Велика Москва. Боже, до чего велика она… Занесет в полночный час куда-нибудь в дальний ее конец, опоздаешь в метро, упустишь последний автобус или троллейбус — ну, добирайся до дому пешком; да разве же доберешься. Но не стоять ведь на месте, пойдешь, конечно. А такси, как водится, нет и в помине, а то промчит стремительно мимо — полно уже там голов.
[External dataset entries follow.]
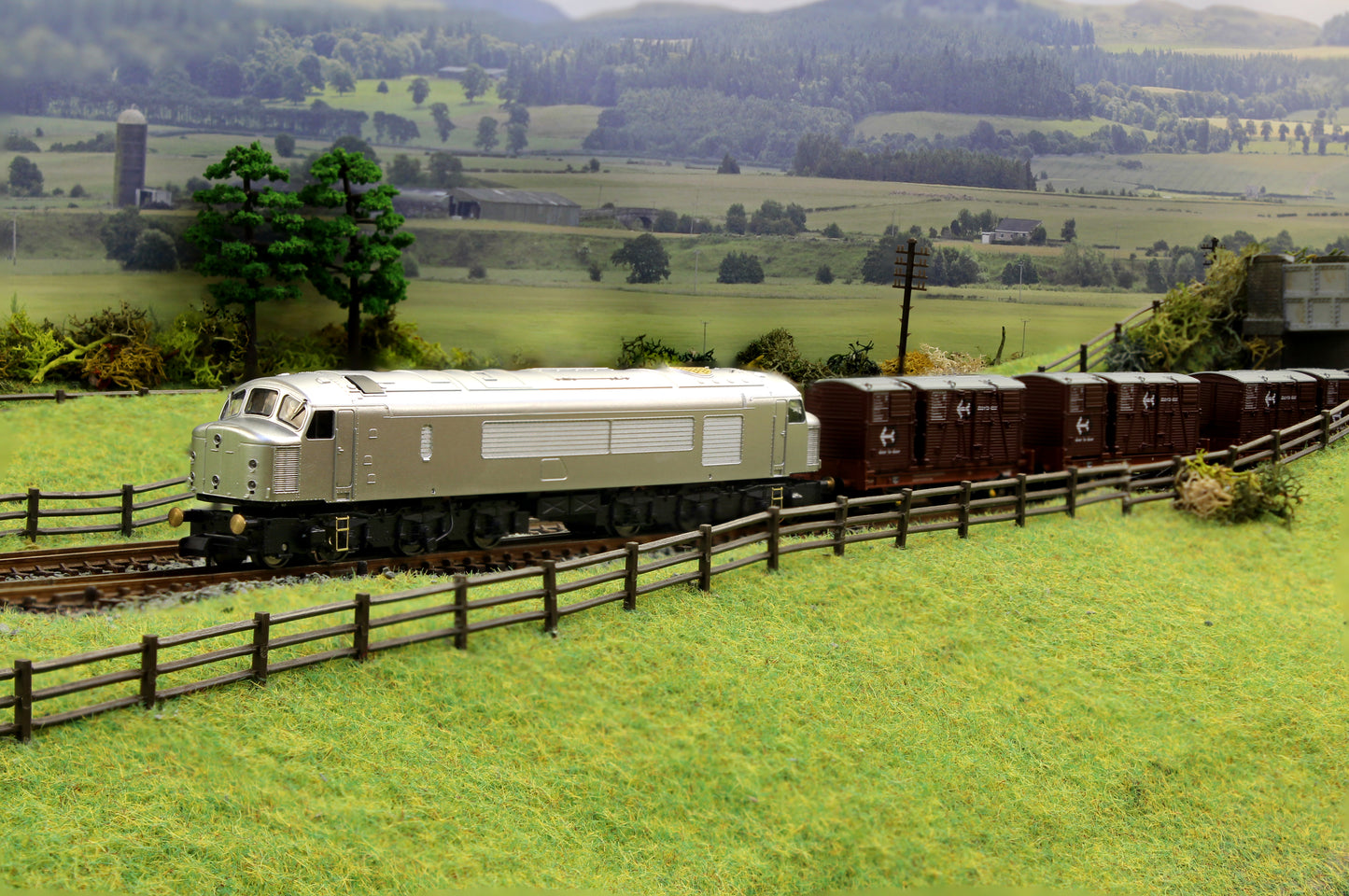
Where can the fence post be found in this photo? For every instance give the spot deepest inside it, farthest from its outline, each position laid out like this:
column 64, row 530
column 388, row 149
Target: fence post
column 901, row 532
column 461, row 611
column 839, row 525
column 30, row 524
column 963, row 529
column 262, row 635
column 705, row 559
column 634, row 556
column 360, row 638
column 775, row 532
column 549, row 596
column 148, row 669
column 128, row 504
column 23, row 699
column 1020, row 499
column 1073, row 491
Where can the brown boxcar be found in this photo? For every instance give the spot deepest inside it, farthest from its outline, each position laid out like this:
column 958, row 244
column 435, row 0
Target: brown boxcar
column 1331, row 385
column 969, row 427
column 1151, row 416
column 866, row 428
column 1064, row 418
column 1242, row 405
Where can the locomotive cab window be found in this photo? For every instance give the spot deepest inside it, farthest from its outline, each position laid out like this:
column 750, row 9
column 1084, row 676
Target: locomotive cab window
column 232, row 405
column 260, row 402
column 320, row 426
column 291, row 411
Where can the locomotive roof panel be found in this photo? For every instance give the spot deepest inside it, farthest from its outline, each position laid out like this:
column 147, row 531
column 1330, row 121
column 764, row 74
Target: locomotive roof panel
column 1258, row 375
column 566, row 389
column 1136, row 377
column 966, row 382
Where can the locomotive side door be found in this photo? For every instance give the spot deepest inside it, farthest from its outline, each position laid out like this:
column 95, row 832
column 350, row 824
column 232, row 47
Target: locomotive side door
column 344, row 454
column 779, row 438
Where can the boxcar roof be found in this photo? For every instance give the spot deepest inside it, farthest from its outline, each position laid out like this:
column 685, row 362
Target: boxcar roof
column 867, row 384
column 1067, row 379
column 1134, row 377
column 964, row 381
column 1258, row 375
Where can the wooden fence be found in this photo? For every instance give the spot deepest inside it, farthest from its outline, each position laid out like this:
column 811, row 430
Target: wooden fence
column 63, row 396
column 352, row 628
column 1093, row 351
column 126, row 509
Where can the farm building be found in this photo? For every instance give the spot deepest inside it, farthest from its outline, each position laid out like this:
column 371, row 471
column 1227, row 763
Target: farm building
column 457, row 72
column 128, row 172
column 494, row 204
column 1012, row 230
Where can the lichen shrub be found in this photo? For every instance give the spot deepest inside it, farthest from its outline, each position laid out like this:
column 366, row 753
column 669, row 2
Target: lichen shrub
column 1213, row 491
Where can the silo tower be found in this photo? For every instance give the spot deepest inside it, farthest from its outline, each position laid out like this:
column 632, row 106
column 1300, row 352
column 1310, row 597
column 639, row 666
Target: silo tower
column 128, row 173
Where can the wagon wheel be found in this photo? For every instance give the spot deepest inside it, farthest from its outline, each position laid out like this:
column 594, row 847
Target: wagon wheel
column 484, row 532
column 275, row 560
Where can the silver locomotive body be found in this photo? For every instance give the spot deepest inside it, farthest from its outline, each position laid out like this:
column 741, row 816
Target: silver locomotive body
column 330, row 462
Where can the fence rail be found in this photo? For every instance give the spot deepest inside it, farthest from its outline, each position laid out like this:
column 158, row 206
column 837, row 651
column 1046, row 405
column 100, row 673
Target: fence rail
column 1093, row 351
column 126, row 509
column 63, row 396
column 625, row 575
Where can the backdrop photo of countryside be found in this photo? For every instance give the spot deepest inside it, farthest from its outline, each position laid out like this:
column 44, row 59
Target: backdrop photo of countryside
column 1012, row 666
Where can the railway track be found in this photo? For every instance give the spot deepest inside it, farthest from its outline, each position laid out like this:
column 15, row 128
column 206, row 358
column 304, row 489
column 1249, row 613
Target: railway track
column 84, row 579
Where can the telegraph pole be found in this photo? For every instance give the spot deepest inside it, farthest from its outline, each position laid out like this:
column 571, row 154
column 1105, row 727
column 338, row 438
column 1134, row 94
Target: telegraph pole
column 913, row 275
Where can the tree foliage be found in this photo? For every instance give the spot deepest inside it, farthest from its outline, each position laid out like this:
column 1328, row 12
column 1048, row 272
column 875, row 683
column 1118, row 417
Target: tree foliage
column 646, row 259
column 248, row 235
column 739, row 267
column 354, row 257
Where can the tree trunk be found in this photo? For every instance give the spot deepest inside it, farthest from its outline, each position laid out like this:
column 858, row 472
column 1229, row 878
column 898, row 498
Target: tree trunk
column 354, row 357
column 251, row 348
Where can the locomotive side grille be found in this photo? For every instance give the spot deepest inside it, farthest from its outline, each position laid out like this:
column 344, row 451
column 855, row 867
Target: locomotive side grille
column 579, row 438
column 652, row 433
column 285, row 475
column 722, row 441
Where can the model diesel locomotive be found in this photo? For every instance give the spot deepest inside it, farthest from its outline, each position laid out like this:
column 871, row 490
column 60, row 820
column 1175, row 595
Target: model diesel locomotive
column 327, row 463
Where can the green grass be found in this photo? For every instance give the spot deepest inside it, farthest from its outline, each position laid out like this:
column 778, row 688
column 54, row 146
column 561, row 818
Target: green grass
column 1117, row 705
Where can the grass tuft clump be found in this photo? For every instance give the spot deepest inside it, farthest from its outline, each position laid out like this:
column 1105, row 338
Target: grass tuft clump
column 1213, row 491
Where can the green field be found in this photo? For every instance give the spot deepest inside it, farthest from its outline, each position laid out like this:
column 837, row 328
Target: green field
column 1116, row 705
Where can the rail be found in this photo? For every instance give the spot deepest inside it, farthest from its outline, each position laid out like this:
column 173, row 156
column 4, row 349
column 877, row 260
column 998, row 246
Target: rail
column 352, row 629
column 126, row 509
column 61, row 396
column 1094, row 350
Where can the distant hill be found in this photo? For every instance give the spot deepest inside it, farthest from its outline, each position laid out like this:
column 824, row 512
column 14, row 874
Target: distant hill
column 1163, row 24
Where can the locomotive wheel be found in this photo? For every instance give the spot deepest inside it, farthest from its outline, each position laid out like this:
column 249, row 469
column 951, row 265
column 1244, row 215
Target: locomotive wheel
column 328, row 553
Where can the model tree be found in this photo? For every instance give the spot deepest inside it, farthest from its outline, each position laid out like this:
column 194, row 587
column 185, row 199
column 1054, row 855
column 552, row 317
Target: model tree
column 355, row 255
column 248, row 235
column 646, row 259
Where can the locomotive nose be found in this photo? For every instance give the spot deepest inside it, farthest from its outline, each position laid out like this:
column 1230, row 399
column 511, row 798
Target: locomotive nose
column 231, row 460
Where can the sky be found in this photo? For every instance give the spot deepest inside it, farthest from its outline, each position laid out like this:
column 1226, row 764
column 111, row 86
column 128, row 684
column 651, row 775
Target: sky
column 1314, row 11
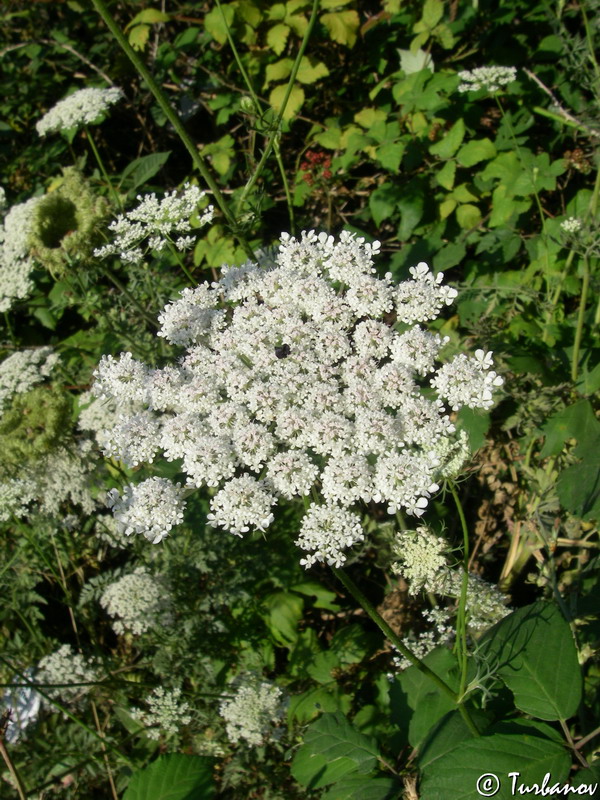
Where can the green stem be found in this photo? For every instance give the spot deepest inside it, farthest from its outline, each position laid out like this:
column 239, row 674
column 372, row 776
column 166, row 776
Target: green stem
column 274, row 138
column 177, row 124
column 580, row 318
column 461, row 617
column 111, row 189
column 19, row 785
column 360, row 598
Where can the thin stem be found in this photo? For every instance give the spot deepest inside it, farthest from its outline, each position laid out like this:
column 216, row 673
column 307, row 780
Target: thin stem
column 360, row 598
column 19, row 785
column 273, row 139
column 175, row 121
column 461, row 621
column 111, row 189
column 580, row 319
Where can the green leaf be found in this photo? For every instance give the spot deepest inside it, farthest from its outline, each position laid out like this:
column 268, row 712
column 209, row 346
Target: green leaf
column 533, row 652
column 342, row 26
column 468, row 216
column 574, row 422
column 277, row 38
column 278, row 71
column 359, row 787
column 474, row 152
column 333, row 748
column 284, row 611
column 448, row 146
column 414, row 61
column 433, row 11
column 142, row 169
column 294, row 103
column 367, row 117
column 138, row 36
column 310, row 70
column 216, row 26
column 382, row 202
column 455, row 775
column 173, row 777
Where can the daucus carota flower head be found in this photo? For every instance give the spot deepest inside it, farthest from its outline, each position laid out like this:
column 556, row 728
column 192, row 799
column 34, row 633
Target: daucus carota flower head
column 84, row 107
column 137, row 602
column 304, row 374
column 489, row 78
column 252, row 713
column 154, row 224
column 167, row 713
column 16, row 264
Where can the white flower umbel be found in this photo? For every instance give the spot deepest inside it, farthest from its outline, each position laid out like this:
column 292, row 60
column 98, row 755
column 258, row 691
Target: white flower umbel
column 167, row 713
column 65, row 666
column 571, row 225
column 302, row 375
column 421, row 556
column 154, row 223
column 15, row 263
column 138, row 602
column 489, row 78
column 83, row 107
column 23, row 369
column 151, row 508
column 253, row 712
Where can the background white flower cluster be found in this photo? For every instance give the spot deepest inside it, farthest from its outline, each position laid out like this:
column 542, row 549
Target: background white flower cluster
column 306, row 375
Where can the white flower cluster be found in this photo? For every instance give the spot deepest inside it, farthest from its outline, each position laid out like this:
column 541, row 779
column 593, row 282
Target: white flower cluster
column 83, row 107
column 251, row 714
column 61, row 476
column 571, row 225
column 422, row 556
column 309, row 373
column 23, row 369
column 65, row 666
column 151, row 508
column 138, row 602
column 24, row 705
column 166, row 713
column 15, row 263
column 155, row 223
column 489, row 78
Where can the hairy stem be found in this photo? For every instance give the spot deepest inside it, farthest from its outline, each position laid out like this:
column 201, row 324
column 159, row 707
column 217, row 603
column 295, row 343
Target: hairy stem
column 175, row 121
column 360, row 598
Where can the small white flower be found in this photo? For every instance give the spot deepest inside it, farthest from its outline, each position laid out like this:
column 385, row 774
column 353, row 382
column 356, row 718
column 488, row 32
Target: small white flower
column 490, row 78
column 83, row 107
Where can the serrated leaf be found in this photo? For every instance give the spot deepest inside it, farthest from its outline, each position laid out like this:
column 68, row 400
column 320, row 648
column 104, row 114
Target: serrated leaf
column 310, row 70
column 277, row 37
column 533, row 652
column 173, row 777
column 294, row 103
column 142, row 169
column 474, row 152
column 457, row 773
column 342, row 26
column 468, row 216
column 278, row 71
column 333, row 748
column 448, row 146
column 359, row 787
column 367, row 117
column 414, row 61
column 445, row 177
column 216, row 25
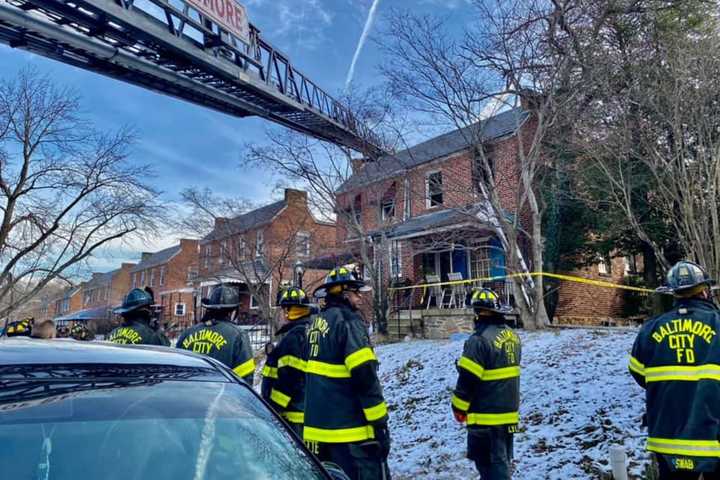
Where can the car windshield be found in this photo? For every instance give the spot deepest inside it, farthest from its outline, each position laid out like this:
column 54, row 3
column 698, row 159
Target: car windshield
column 152, row 429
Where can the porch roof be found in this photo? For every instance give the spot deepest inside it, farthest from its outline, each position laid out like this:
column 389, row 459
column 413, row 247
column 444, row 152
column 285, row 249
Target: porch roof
column 434, row 222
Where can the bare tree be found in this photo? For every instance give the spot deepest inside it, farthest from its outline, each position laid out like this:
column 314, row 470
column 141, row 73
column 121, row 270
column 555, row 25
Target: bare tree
column 67, row 189
column 509, row 57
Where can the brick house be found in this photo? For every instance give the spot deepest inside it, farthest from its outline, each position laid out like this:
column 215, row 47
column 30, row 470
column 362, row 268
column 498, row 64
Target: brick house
column 170, row 273
column 425, row 213
column 262, row 247
column 423, row 208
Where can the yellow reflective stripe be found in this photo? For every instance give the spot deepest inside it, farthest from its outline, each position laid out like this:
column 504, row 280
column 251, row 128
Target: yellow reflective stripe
column 493, row 418
column 682, row 373
column 635, row 366
column 356, row 359
column 460, row 404
column 696, row 448
column 501, row 373
column 279, row 398
column 292, row 361
column 294, row 417
column 246, row 368
column 338, row 435
column 331, row 370
column 376, row 412
column 471, row 366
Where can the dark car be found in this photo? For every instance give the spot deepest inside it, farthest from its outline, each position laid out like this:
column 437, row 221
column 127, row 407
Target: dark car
column 80, row 410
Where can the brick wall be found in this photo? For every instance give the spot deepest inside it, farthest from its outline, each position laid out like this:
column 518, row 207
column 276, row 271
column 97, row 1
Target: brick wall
column 579, row 303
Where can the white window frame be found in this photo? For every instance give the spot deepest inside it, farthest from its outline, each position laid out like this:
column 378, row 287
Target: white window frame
column 259, row 243
column 428, row 197
column 395, row 259
column 301, row 237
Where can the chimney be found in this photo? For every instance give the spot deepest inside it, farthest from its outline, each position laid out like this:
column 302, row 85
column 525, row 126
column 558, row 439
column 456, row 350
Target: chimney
column 295, row 197
column 357, row 164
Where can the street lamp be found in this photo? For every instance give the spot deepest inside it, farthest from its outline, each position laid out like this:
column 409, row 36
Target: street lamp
column 299, row 271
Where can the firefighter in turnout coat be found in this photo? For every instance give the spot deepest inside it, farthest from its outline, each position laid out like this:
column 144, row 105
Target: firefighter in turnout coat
column 676, row 358
column 345, row 412
column 137, row 317
column 217, row 337
column 487, row 395
column 283, row 384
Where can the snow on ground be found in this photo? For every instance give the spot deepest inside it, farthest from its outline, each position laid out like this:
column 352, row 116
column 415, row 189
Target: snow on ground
column 577, row 399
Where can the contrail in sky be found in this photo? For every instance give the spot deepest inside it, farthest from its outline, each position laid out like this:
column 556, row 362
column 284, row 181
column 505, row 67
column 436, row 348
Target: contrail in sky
column 361, row 43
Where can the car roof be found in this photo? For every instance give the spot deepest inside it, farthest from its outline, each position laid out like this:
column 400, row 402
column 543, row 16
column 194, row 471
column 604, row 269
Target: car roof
column 26, row 351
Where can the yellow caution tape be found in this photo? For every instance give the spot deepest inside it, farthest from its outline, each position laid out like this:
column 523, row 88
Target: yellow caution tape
column 569, row 278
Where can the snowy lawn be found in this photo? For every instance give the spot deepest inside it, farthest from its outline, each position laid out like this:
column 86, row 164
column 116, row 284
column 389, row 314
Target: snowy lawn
column 577, row 400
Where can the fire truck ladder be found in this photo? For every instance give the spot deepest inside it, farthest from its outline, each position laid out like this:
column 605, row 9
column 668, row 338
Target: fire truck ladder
column 169, row 47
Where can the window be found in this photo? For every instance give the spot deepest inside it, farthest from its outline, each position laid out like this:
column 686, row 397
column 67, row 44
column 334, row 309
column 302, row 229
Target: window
column 395, row 259
column 259, row 243
column 208, row 254
column 242, row 248
column 407, row 207
column 387, row 205
column 302, row 244
column 434, row 189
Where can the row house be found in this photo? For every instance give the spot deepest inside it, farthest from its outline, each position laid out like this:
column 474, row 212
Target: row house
column 170, row 274
column 261, row 249
column 423, row 209
column 425, row 215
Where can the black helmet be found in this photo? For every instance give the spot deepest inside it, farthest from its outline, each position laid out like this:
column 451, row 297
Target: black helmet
column 222, row 296
column 135, row 299
column 21, row 328
column 684, row 276
column 348, row 277
column 293, row 296
column 79, row 331
column 486, row 299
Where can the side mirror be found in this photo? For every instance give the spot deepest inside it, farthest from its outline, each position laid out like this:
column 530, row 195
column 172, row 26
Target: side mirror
column 336, row 473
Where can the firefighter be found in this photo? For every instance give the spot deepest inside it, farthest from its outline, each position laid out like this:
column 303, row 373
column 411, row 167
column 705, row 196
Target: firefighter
column 137, row 317
column 219, row 338
column 283, row 384
column 487, row 395
column 21, row 328
column 675, row 358
column 345, row 412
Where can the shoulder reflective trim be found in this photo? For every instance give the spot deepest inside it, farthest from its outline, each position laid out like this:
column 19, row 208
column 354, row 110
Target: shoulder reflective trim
column 635, row 366
column 279, row 398
column 356, row 359
column 471, row 366
column 696, row 448
column 510, row 418
column 460, row 404
column 683, row 373
column 294, row 417
column 331, row 370
column 376, row 412
column 341, row 435
column 292, row 361
column 245, row 369
column 501, row 373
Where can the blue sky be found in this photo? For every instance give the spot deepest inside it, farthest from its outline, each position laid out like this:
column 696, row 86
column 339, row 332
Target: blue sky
column 192, row 146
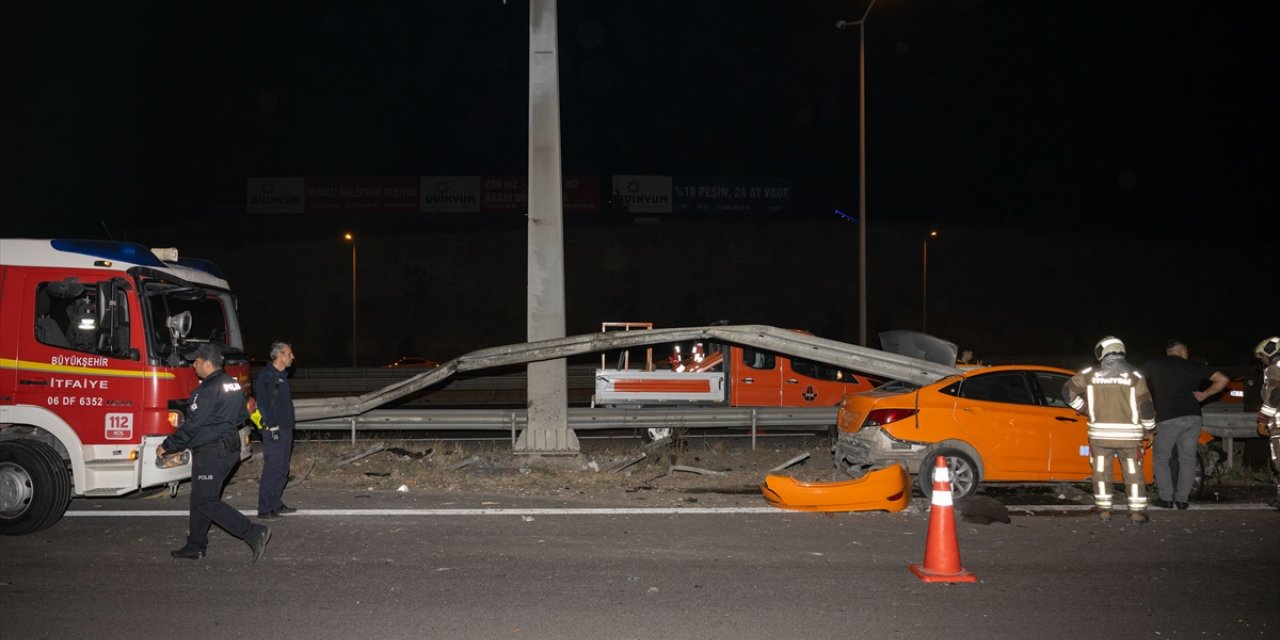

И будешь все идти и идти — и час, и два, темные молчаливые глыбы домов вокруг, в девять этажей, в четырнадцать, а то и во все двадцать с лишком, и лишь кое-где просквозит эта спящая глыба светящимся желтым окном — что там за ним: озарение ли, сошедшее на человека, распятого на кресте творчества, беда ли какая, всполошившая среди ночи людей?
И еще подумаешь невольно, отмахивая километр за километром по этим безлюдным пустынным улицам, по овеваемым всеми ветрами пустырям, которые в каких-то неведомых генеральных планах уже определены как места новой массовой застройки, подумаешь невольно: а что, если бы в какой-то день и какой-то час все, от старого до малого, от неходячих калек до грудных младенцев, скрытых сейчас во мраке своих одно-, двух- и трехкомнатных сот, высыпали бы на эти улицы, пустыри, аллеи и бульвары? То-то бы каждому пришлось пережить потрясение: вот она отчего велика, Москва, — ведь столько народу надо уместить в себе!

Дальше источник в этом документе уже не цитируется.